问题
I am writing data into s3 bucket and creating parquet files using pyspark . MY bucket structure looks like below:
s3a://rootfolder/subfolder/table/
subfolder and table these two folders should be created at run time if folders do not exist , and if folders exist parquet files should inside folder table .
when I am running pyspark program from local machine it creates extra folder with _$folder$ (like table_$folder$
) but if same program is run from emr it creates with _SUCCESS .
writing into s3: (pyspark program)
data.write.parquet("s3a://rootfolder/sub_folder/table/", mode="overwrite")

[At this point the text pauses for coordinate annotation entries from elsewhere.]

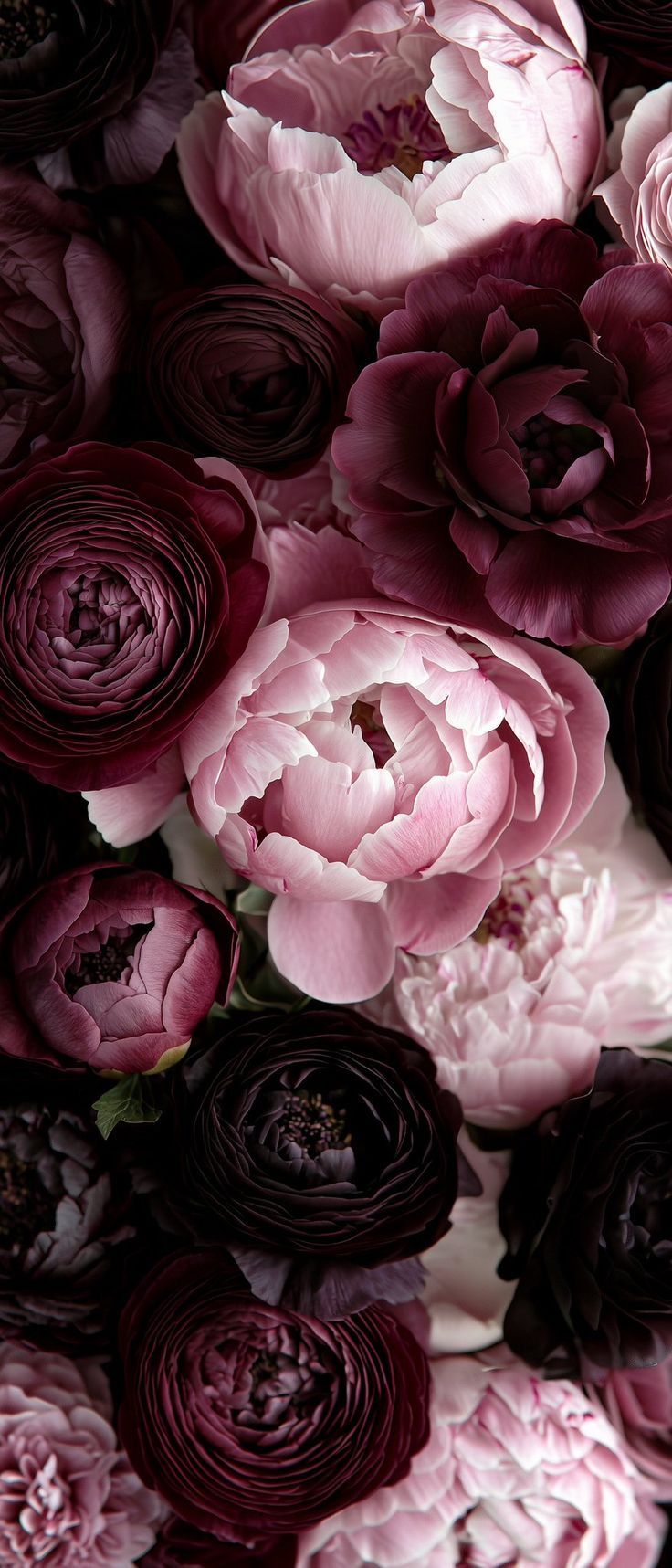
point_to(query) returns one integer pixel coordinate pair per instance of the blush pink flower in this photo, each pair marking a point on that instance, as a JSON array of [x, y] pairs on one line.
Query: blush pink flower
[[575, 952], [68, 1495], [380, 770], [638, 195], [518, 1471], [362, 144]]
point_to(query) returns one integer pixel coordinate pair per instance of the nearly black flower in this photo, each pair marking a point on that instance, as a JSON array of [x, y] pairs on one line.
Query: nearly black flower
[[588, 1217]]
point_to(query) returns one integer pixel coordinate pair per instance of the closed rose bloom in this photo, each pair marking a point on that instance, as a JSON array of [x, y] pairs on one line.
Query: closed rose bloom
[[127, 588], [251, 1421], [249, 374], [518, 1471], [113, 969], [586, 1215], [361, 144], [65, 321], [68, 1495], [522, 415]]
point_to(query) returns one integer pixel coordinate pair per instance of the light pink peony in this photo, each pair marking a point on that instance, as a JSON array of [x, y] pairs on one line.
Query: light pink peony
[[68, 1495], [362, 144], [380, 770], [573, 952], [638, 196], [518, 1473]]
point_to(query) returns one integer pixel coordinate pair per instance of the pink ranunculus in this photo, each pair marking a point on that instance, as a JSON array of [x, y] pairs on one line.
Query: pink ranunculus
[[68, 1495], [573, 952], [378, 770], [518, 1471], [362, 144], [638, 195]]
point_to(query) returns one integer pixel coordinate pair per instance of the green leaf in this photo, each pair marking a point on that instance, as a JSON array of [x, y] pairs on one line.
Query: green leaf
[[131, 1100]]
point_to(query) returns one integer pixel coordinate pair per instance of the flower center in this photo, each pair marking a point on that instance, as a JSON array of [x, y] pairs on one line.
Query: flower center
[[22, 24], [549, 448], [403, 135], [26, 1207]]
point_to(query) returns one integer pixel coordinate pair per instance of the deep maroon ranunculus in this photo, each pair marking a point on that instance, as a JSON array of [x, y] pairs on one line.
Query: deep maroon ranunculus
[[641, 731], [65, 321], [113, 969], [253, 1421], [254, 375], [641, 30], [127, 587], [511, 448], [588, 1217], [319, 1135], [118, 68], [65, 1220], [182, 1546]]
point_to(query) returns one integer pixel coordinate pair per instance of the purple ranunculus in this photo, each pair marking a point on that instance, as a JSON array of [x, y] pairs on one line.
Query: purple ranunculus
[[113, 969], [509, 450], [253, 1421], [65, 319], [129, 585]]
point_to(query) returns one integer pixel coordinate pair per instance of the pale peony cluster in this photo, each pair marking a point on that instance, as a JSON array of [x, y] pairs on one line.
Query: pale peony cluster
[[518, 1471], [361, 144]]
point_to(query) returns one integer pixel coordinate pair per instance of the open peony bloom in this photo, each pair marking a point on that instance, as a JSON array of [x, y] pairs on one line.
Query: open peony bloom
[[518, 1471], [573, 952], [361, 144], [380, 770], [68, 1495]]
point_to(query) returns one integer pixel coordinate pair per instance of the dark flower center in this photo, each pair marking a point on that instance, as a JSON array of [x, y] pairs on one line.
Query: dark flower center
[[549, 448], [403, 135], [107, 962], [26, 1207], [22, 24]]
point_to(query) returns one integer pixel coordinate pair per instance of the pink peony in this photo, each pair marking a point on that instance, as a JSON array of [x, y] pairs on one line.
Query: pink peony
[[362, 144], [68, 1495], [516, 1473], [380, 770], [573, 952], [638, 195]]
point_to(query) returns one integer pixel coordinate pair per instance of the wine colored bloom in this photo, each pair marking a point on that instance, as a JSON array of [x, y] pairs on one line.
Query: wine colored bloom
[[251, 374], [65, 321], [127, 588], [319, 1135], [61, 1222], [109, 80], [512, 441], [573, 952], [68, 1495], [253, 1421], [111, 968], [586, 1214], [516, 1471], [361, 144]]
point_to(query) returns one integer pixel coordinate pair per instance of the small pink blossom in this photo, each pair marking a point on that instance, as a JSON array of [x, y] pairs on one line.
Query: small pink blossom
[[68, 1495], [518, 1471]]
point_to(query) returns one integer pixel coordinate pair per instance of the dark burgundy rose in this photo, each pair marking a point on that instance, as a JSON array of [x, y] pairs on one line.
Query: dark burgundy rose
[[118, 69], [182, 1546], [254, 375], [63, 1222], [41, 831], [638, 28], [253, 1421], [111, 968], [522, 465], [65, 321], [641, 731], [319, 1135], [588, 1217], [127, 590]]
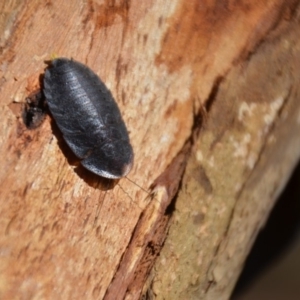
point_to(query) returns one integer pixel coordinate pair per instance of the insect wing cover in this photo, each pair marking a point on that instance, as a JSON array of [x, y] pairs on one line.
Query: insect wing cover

is there way that creates only folder in s3 if do not exist and do not create folders like table_$folder$ or with _SUCCESS .
回答1:
s3a connector (org.apache.hadoop.fs.s3a.S3AFileSystem
) doesn't create $folder$
files. It generates directory markers as path + /, . For example, mkdir s3a://bucket/a/b
creates a zero bytes marker object /a/b/
. This differentiates it from a file, which would have the path /a/b
- If, locally, you are using the
s3n
: URL. Stop it. use the S3a connector. - If you have been setting the
fs.s3a.impl
option: stop it. hadoop knows what to use, and it uses the S3AFileSystem class - If you are seeing them and you are running EMR, that's EMR's connector. Closed source, out of scope.
回答2:
Generally, as it was mentioned in the comments on s3 everything is either Bucket or Object:
However, the folder structure is more a visual representation and not an actual hierarchy like in a traditional filesystem.
https://docs.aws.amazon.com/AmazonS3/latest/user-guide/using-folders.html
For this reason, you have to only create the Buckets and don't need to create the folders. It will only fail if the bucket+key combination already exists.
About the _$folder$ I'm not sure, I haven't seen those, it seems its created by Hadoop:
https://aws.amazon.com/premiumsupport/knowledge-center/emr-s3-empty-files/
Junk Spark output file on S3 with dollar signs
How can I configure spark so that it creates "_$folder$" entries in S3?
About the _SUCCESS file: This basically indicates, that your job is completed successfully. Your can disable it with :
sc.hadoopConfiguration.set("mapreduce.fileoutputcommitter.marksuccessfuljobs", "false")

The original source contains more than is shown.